Dorothy Kinney married Fred Chambers in Gauhati, India in 1936
Last photo of Carol and Bobby before their three year imprisonment by the Japanese in Manila
CHRONOLOGY
Dorothy Joy Kinney was born September 16, 1901, in New Mexico. Her father, Rev. Bruce Kinney, was an American Baptist minister.
She received her Bachelor of Science from Denison University in Iowa, and her medical degree from the University of Colorado Medical School in 1926.
In 1928, Dorothy traveled to Assam in northeast India as a medical missionary for the American Baptist Foreign Mission Society. She served almost nine years as director, physician, and surgeon at the Satribari Compound in Gauhati, India.
June 30, 1936, Dorothy married Dr. Fred R. Chambers, who had previously been widowed during his educational missionary posting in Jorhat, Assam.
After enduring a six month separation following their wedding, Dorothy's replacement arrived in Gauhati, and Dorothy took up residence with her new husband in Jorhat. She provided medical services for Fred's students at the Jorhat Christian School for Boys.

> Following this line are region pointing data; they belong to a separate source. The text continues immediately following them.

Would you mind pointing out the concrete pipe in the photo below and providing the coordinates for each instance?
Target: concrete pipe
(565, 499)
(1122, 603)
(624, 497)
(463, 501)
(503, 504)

Their daughter, Carol Joy, was born in November 1937. The Chambers family traveled on furlough to the U.S. in February 1938. After more than a year of furlough, they were posted to the Philippines and sailed on September 2, 1939, one day after Germany invaded Poland. All their possessions which had been stored in India were sunk by a British landmine in Singapore Bay.
Robert Bruce Chambers was born in February of 1940. Dorothy had contracted dysentery in Manila while taking the exams for medical certification and nearly lost the baby. At the time, Fred Chambers was Dean of Theology at Central Philippine University in Iloilo City and shortly thereafter became president.
When the Japanese invaded the island, Dorothy and Fred removed their family inland to Calinog, and Fred hid the university's important papers in a cave outside Iloilo.
There were thirty missionaries in the region, and nineteen of them fled into the hills to evade the Japanese. Not wishing to put the Filipinos in jeopardy by hiding them, Dorothy and Fred stayed in Calinog and were taken into custody shortly after Easter of 1942. For fourteen months they were interned in a makeshift prison at a Calinog elementary school.
In June of 1943, the family and other prisoners were transferred to a larger internment camp in Manila, where they were held with 4,000 others on the grounds of Santo Tomas University. Dorothy and the children were housed in a six foot by four foot space and Fred was assigned to the balcony of the gym where cots were lined up six inches apart. The remainder of Dorothy's room was shared by seven mothers and twelve children, each group with their own six foot area. Of the 4,000 internees, one-third were children and one-third were over the age of 65.
Fred served on the camp committee and established a camp school. Dorothy was placed in charge of the children's hospital, a 20-cot shack. The ward had a Japanese director and American doctors and nurses. Not a single child was lost while Dorothy was in charge.
On February 3, 1945, the camp got their first indication that liberation may be coming soon. That evening, General Macarthur's Flying Column broke through the Japanese lines.
On February 11, after even more deaths (including a number of internees) in the skirmish, the Japanese were vanquished and the military began to evacuate the remaining 3,785 remaining internees.
It wasn't until April 19, 1945, that Dorothy, Carol and Bobby left the Philippine Islands for repatriation to the United States. Fred stayed behind to do what he could to reinstate the college, and was reunited with his family in August.